I don’t have the precise answer – otherwise I’d be a billionaire – but I suspect we are going to see the emergence of some digital super-tools that will help us make sense of all this white noise that will gain market dominance. There are already lots of platforms out there like Google and Addictomatic that monitor multiple online platforms that allow us to track what’s being said about oursleves, our businesses and our clients in cyberspace.

Social media has matured from something used by kids to keep in touch with their mates to a more mainstream business tool. Right now, there are just way too many options for consumers to make a sensible choice about what digital platforms really work. (I known this runs counter to the whole self-publish, everyone can be a content creator, ethos of social media).

My sense is that in the next year or two, things are going to settle down a little and some really clever people are going to come up with solutions that will make life online a little bit easier for us all.

I could, of course, be completely wrong, but I’d welcome the thoughts of others on this.

Friday 6 November 2009

Twitter – freedom of speech or a digital lynch mob?

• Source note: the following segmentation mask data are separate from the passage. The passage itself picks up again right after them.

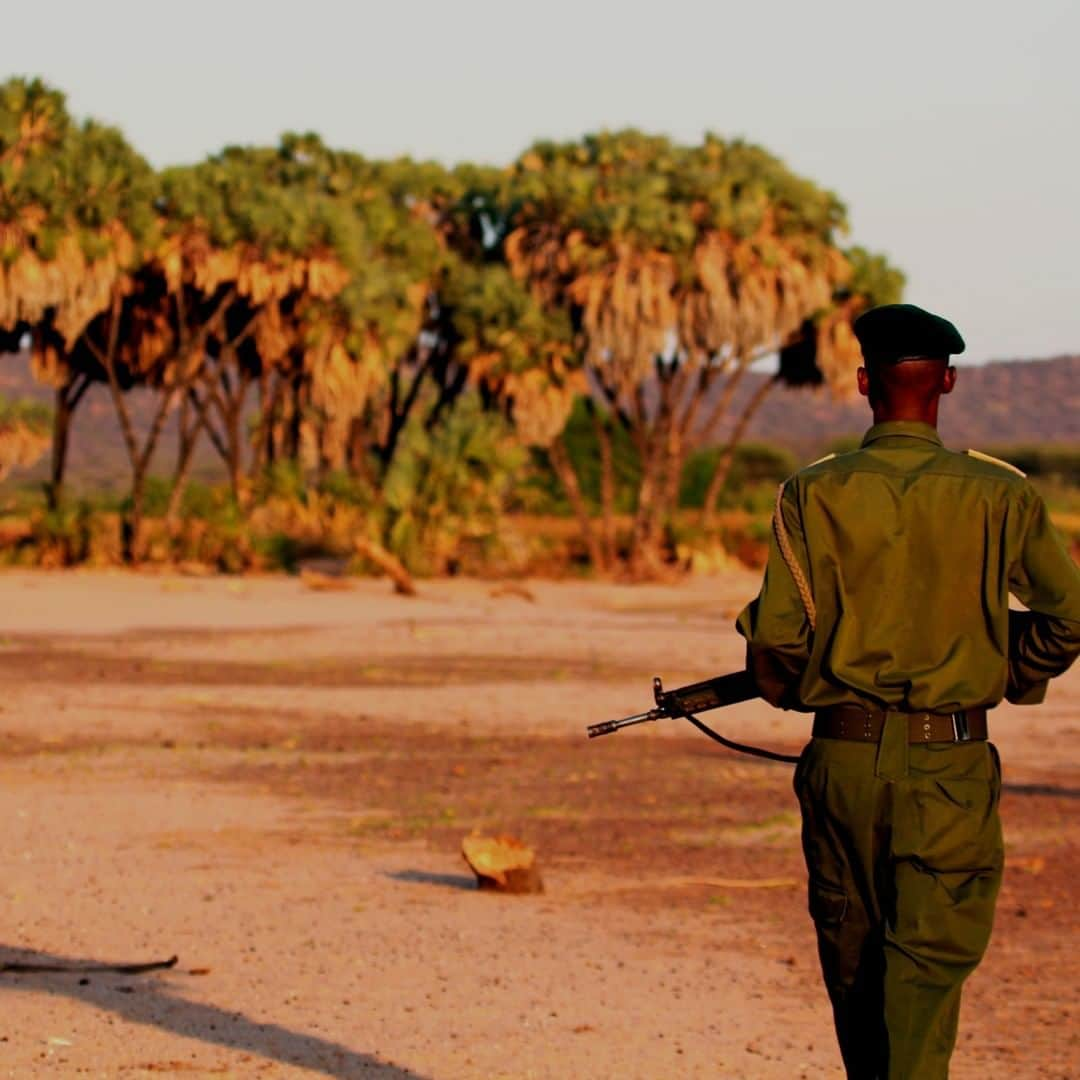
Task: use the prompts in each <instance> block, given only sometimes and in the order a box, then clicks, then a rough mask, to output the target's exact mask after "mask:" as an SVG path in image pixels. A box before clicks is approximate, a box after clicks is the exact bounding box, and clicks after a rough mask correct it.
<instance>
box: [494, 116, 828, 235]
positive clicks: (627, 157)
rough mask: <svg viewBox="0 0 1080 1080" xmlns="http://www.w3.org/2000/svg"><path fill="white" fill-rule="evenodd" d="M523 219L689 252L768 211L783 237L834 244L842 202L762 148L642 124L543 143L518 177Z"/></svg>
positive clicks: (519, 203) (531, 148)
mask: <svg viewBox="0 0 1080 1080" xmlns="http://www.w3.org/2000/svg"><path fill="white" fill-rule="evenodd" d="M510 183H511V186H512V190H513V198H515V199H516V200H517V202H518V203H519V205H521V213H522V215H523V216H525V217H540V218H545V219H558V220H561V221H566V222H568V226H569V228H571V229H580V230H581V232H582V233H583V235H584V239H585V240H586V241H588V242H590V243H598V244H603V243H606V242H607V241H608V240H610V239H611V238H623V239H625V240H629V241H631V242H632V243H633V244H635V245H636V246H639V247H642V248H650V249H656V251H661V252H672V253H686V252H689V249H690V247H691V246H692V245H693V243H694V241H696V239H697V238H698V235H699V233H700V230H701V229H719V230H723V231H725V232H729V233H731V234H733V235H737V237H748V235H752V234H753V233H754V232H755V231H756V230H757V229H758V228H759V227H760V225H761V222H762V220H764V218H765V216H766V215H767V214H773V215H775V218H777V225H778V227H779V231H780V232H781V233H782V234H783V233H787V232H793V231H804V230H808V231H809V232H811V233H813V234H815V235H818V237H819V238H821V239H822V240H828V239H829V238H831V237H832V234H833V232H834V231H835V230H839V229H843V228H845V227H846V216H845V207H843V204H842V203H841V202H840V201H839V200H838V199H837V198H836V195H834V194H833V193H832V192H829V191H825V190H823V189H821V188H819V187H816V186H815V185H813V184H812V183H811V181H809V180H806V179H804V178H802V177H799V176H797V175H796V174H794V173H792V172H791V171H789V170H788V168H787V167H786V166H785V165H784V164H783V162H781V161H780V159H778V158H775V157H774V156H773V154H771V153H769V152H768V151H766V150H762V149H761V148H760V147H757V146H753V145H751V144H748V143H743V141H742V140H739V139H735V140H732V141H725V140H724V139H721V138H719V137H718V136H716V135H706V136H705V138H704V140H703V141H702V144H701V145H700V146H691V147H688V146H679V145H677V144H674V143H672V141H671V140H670V139H669V138H666V137H664V136H660V135H646V134H644V133H642V132H638V131H634V130H626V131H620V132H602V133H599V134H596V135H586V136H584V137H583V138H581V139H579V140H575V141H569V143H553V141H540V143H535V144H534V145H532V146H531V147H530V148H529V149H528V150H527V151H526V152H525V153H524V154H523V156H522V157H521V158H519V159H518V160H517V162H516V163H515V166H514V171H513V173H512V174H511V180H510Z"/></svg>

The hounding of Jan Moir recently over her extremely tasteless attack on Stephen Gately’s lifestyle before he had even been buried has thrown cast a new a somewhat sinister light on Twitter.
Twitter has rightly been lauded as a censorship-busting tool which allowed the world to find out what was going on in the Iraq elections and exposed oil firm Trafigura’s outrageous attempts to gag the Guardian from reporting on parliamentary proceedings on the dumping of toxic waste in the Ivory Coast.
Moir’s attack on Gately was a typical and nasty Daily Mail hatchet job, pandering to the worst type of Middle England bigotry. The Mail is used to orchestrating moral outrage towards whichever victim it chooses to pick on that day, and it didn’t like it one little bit when it was on the receiving end of a storm of public outcry. Thanks to a Twitter storm, the Press Complaints Commission received an unprecedented 21,000 complaints against Moir’s article and advertisers began pulling out.
Some saw this as a textbook case of digital people power and rejoiced at seeing the Mail get a hefty dose of its own moral medicine, but there’s a strong case to be made that this was nothing more than the crudest form of mob rule and censorship.
I’m sure many – perhaps most – of those who complained to the PCC – hadn’t even read the article, but were simply egged on by others on Twitter. And here’s part of the problem with Twitter: it encourages the re-tweeting of instant communication without time for careful thought.
British journalist Brendan O’Neill has coined the perfect phrase for this behaviour – a twitch-hunt. Rather than seeing the Moir Twitter storm as a triumph for people power, it is, in fact a crude example of a liberal lynch mob on the rampage in cyberspace.
It’s disturbing that a tool that is supposed to be about freedom of speech has been used by some to bludgeon those with whom they disagree. Homophobia is unpleasant, but so too is the hypocrisy of liberals who tell us they are all for freedom of speech, just as long you agree with me, otherwise I’ll shut you down.
Social media is a powerful and potentially liberating tool. Let’s hope the Moir affair isn’t a taster of things to come.